ZiJianZhao / NMT-Research-Reproductions-PyTorch

Reproducing neural machine translation research results in PyTorch
7 stars 2 forks source link

should reimplement GRU if you want to reproduce RNNSearch paper #1

Open SkyAndCloud opened 6 years ago

SkyAndCloud commented 6 years ago

What is your implementation's performance on NIST Chinese-English dataset?. Hi. Recently I also want to reproduce a pytorch version RNNSearch. I find that your code directly use pytorch's GRU implementation, which is different from vanilla RNNSearch. The papers's author modify GRU's inner structure, so you need a RNNSearch-style GRU. I think your code's unsatisfied performance may due to this difference.

ZiJianZhao commented 6 years ago

Thanks for your comments. But I think my implementation is right. The RNNSearch model has two features: first, the model uses the hidden state of last time step to calculate the attention vector then forward it into the RNN; second, it uses MaxOut in the output layer. And my implementation is in: https://github.com/ZiJianZhao/NMT-Research-Reproductions-PyTorch/blob/master/xnmt/modules/old_decoder.py#L134 Can you speak more clearly about the modification of GRU's inner structure?

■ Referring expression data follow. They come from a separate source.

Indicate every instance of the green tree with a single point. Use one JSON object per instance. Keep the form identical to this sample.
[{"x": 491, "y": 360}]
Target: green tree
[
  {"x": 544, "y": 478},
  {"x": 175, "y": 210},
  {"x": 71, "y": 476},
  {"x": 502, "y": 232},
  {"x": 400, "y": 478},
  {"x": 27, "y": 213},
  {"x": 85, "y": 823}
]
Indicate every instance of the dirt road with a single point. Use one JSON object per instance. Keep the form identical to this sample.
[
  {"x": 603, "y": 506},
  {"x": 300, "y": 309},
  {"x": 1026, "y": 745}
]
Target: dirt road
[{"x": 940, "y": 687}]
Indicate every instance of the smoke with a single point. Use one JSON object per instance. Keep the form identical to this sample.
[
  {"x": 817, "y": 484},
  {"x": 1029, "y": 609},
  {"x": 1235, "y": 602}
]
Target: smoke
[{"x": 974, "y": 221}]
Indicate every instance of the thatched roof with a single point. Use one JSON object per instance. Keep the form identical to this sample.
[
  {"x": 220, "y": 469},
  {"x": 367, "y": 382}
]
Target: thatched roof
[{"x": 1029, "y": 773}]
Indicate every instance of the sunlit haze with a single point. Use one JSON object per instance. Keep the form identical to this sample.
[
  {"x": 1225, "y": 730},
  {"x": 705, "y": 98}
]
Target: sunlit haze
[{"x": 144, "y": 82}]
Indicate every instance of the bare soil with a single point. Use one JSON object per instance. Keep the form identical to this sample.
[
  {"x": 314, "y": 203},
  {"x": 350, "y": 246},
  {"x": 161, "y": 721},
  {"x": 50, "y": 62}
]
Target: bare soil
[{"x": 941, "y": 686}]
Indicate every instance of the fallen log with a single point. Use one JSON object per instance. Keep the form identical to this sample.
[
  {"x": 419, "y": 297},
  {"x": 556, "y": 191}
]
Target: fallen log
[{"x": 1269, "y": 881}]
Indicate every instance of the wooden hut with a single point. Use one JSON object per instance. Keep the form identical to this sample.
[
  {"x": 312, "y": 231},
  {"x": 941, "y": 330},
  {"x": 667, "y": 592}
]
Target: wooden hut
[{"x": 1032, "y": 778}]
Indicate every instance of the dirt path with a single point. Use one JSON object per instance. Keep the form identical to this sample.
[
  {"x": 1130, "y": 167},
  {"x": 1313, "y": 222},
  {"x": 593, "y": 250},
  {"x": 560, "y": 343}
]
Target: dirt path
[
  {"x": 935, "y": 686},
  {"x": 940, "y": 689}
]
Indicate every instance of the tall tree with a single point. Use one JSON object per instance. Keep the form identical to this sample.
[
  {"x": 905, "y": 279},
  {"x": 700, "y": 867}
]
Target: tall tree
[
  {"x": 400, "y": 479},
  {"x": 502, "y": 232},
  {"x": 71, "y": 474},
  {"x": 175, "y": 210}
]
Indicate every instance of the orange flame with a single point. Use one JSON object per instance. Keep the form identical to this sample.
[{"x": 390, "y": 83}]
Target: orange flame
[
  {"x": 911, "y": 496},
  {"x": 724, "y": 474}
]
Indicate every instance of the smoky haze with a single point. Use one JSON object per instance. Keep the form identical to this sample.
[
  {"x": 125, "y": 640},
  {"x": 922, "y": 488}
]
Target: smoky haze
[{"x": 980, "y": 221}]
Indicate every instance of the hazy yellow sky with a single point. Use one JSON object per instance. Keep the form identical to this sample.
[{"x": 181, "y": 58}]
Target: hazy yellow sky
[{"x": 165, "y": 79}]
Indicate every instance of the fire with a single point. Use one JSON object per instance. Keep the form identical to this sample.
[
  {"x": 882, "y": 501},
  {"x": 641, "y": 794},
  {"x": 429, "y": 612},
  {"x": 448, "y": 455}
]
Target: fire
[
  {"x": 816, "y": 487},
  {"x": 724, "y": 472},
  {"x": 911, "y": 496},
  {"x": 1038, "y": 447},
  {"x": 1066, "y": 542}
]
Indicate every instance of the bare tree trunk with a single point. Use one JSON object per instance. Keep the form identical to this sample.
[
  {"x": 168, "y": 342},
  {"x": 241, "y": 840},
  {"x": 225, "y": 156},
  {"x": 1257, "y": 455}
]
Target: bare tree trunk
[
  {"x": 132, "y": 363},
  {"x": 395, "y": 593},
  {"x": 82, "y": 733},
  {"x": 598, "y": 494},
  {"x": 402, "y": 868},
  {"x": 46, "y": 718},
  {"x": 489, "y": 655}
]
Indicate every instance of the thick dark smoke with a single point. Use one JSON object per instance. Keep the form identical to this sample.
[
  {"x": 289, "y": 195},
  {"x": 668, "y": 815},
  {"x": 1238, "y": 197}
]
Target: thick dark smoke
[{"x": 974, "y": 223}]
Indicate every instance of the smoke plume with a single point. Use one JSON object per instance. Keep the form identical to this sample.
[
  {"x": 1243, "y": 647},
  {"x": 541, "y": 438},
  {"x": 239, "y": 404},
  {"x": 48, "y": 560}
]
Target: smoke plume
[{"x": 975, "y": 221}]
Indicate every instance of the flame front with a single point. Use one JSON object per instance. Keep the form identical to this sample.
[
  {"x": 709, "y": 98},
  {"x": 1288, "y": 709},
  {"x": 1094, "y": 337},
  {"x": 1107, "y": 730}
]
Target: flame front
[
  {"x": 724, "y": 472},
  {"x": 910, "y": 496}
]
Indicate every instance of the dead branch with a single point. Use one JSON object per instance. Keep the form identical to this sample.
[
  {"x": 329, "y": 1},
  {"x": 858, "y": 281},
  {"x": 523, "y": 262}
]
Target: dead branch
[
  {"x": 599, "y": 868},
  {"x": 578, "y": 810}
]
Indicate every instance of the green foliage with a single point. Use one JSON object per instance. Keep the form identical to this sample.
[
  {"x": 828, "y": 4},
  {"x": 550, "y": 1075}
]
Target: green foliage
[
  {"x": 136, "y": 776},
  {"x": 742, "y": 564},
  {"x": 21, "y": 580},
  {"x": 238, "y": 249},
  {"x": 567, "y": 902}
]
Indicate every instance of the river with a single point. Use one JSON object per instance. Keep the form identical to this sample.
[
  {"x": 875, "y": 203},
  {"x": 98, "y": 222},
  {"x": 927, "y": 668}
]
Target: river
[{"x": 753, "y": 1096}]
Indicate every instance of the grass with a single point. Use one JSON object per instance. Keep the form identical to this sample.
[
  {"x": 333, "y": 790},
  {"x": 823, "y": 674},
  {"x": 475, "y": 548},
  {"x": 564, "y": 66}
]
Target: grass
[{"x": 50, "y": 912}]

SkyAndCloud commented 6 years ago

emmm, I think I made a mistake. Your implementation should be correct while you concat context vector and target embedding vector into a vector, which acts as GRU's input as well as hidden_state. Apparently it's identical to vanilla groundhog where context vector and target embedding vector are individual input to GRU if you don't have layer normalization or other operations may influence the combined vector's weight.